I’m a big believer in religious freedom. But I don’t think it should be a Get Out of Jail Free card for any rule you feel shouldn’t apply to you. Particularly not when you’re asking other people—whether those are your employees, the taxpayers, or your kid’s classmates—to shoulder the burden of your beliefs.

Redditors hit rock-bottom, then break out the dynamite

I’m pretty much past being shocked by the hateful things people say to and about fat people for daring to exist in the world, but every once in a while, the trolls still manage to surprise me. In this case, it’s a bunch of redditors making fun of a woman with a spinal injury who’s trying to raise the three grand she needs for a scooter on GoFundMe. Because, you know, she’s fat, and obviously spinal injuries magically fix themselves if you lose weight.

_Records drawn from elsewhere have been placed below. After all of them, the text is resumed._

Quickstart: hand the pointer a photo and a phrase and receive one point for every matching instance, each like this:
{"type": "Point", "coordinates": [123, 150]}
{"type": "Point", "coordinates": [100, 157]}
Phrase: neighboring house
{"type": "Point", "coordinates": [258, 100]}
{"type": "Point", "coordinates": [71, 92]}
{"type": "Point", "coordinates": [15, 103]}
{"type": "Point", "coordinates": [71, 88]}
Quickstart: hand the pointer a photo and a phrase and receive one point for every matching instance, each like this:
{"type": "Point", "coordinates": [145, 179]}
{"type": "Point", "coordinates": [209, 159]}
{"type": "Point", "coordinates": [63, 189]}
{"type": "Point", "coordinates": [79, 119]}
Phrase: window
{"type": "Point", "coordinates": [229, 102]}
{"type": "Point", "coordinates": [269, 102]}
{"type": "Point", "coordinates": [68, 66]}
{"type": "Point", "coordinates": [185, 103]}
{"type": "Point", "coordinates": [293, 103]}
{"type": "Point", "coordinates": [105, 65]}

Atchka’s post at Fierce Freethinking Fatties has a really good explanation of the situation, as well as what it illustrates about fat hatred. Casey is literally the poster child for “doing everything right.” She has a medical issue that’s responsible for her weight, and she was extremely active until she had a freaking spinal fracture. And yet, none of that counts for anything in the minds of the haters. If you’re fat, you literally cannot be active enough to prove to these people that you aren’t spending 23 and a half hours a day on the couch eating donuts. They can see pictures of you dancing, running, whatever, and they will make up weird justifications for why that isn’t real exercise, deliberately misunderstand things you say, or otherwise stick their fingers in their ears and go “LALALA, can’t hear you! LOL UR FAT.” You could literally lap them on the track, running backwards and blindfolded, and they’d find some way to claim that they’re more active—and therefore a more worthwhile person–than you.

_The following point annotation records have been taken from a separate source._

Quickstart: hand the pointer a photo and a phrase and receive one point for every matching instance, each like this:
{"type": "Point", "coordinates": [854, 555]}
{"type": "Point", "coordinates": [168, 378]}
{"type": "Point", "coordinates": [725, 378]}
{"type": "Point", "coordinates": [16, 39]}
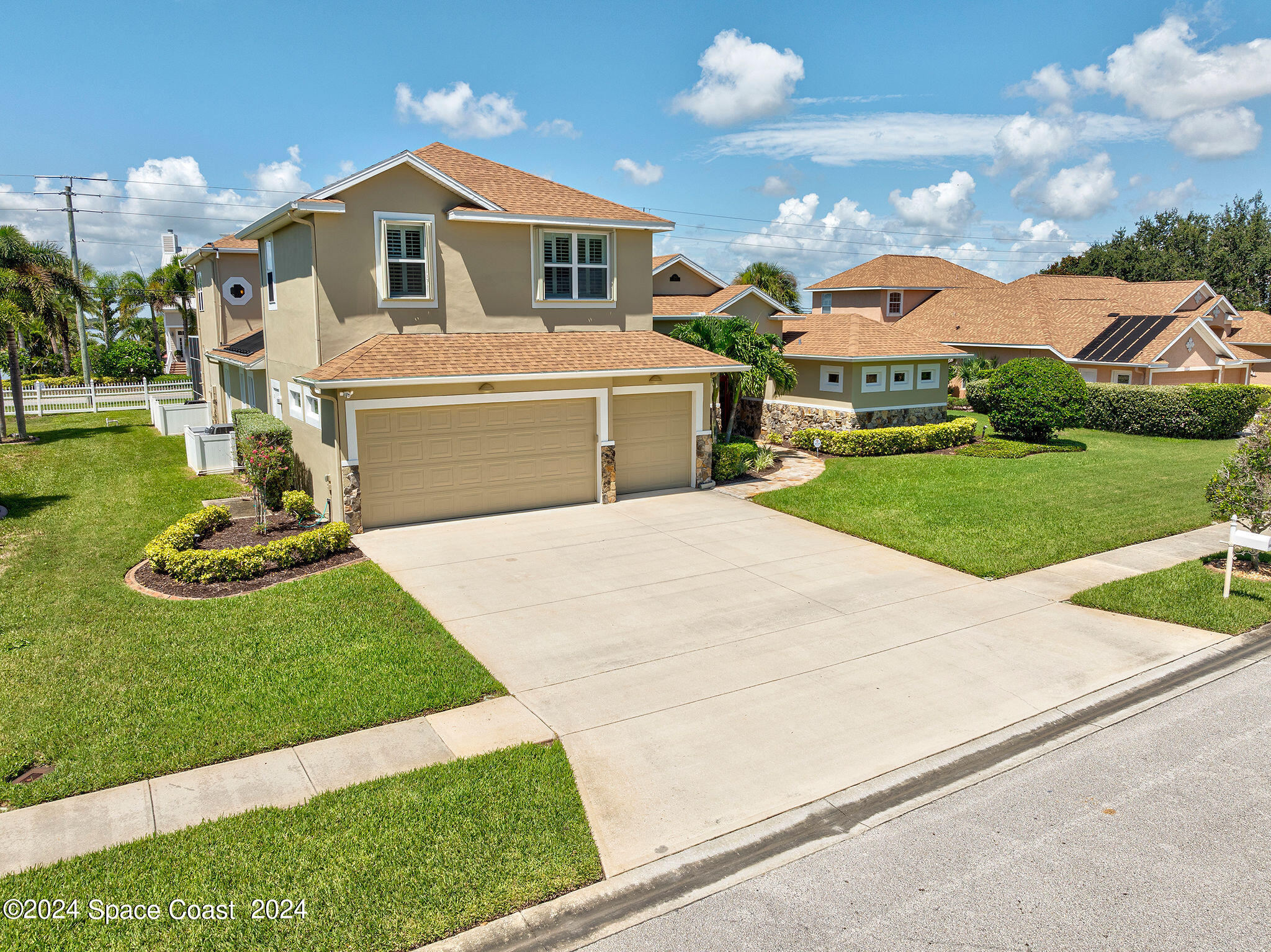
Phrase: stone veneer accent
{"type": "Point", "coordinates": [786, 418]}
{"type": "Point", "coordinates": [706, 452]}
{"type": "Point", "coordinates": [609, 473]}
{"type": "Point", "coordinates": [353, 483]}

This comes only a few days after one of Ragen Chastain’s obsessed trolls sent out a phony fact-checking email about her dance championships, trying to “prove” that she hasn’t really won competitions.

I do understand where it comes from. Cognitive dissonance is not a fun feeling, so it’s easy to twist reality to suit your biases. And everybody does that to some extent. But the extent of willful denial of reality these people show, not to mention the level of obsession required to spend hours of your life trashing someone on a forum or sending fraudulent emails to try to screw over their speaking engagements, it just boggles the mind.

In light of this kind of pervasive harassment, it really bothers me that people treat internet bullying as a minor inconvenience, or something that’s completely apart from “the real world,” when that’s not true at all. The trolls don’t live on their own little island somewhere—they’re right here in the real world with the rest of us. They could be your coworker, your neighbor, your cousin. And I sincerely doubt that anyone who’s that full of hate is limiting their nastiness to online interactions. Not to mention that cyberbullying *frequently* crosses into the victim’s “real life.” Often, that’s the whole point—find out and distribute their personal information, lie about them to their boss or their friends. It’s not something you can walk away from by turning off the computer.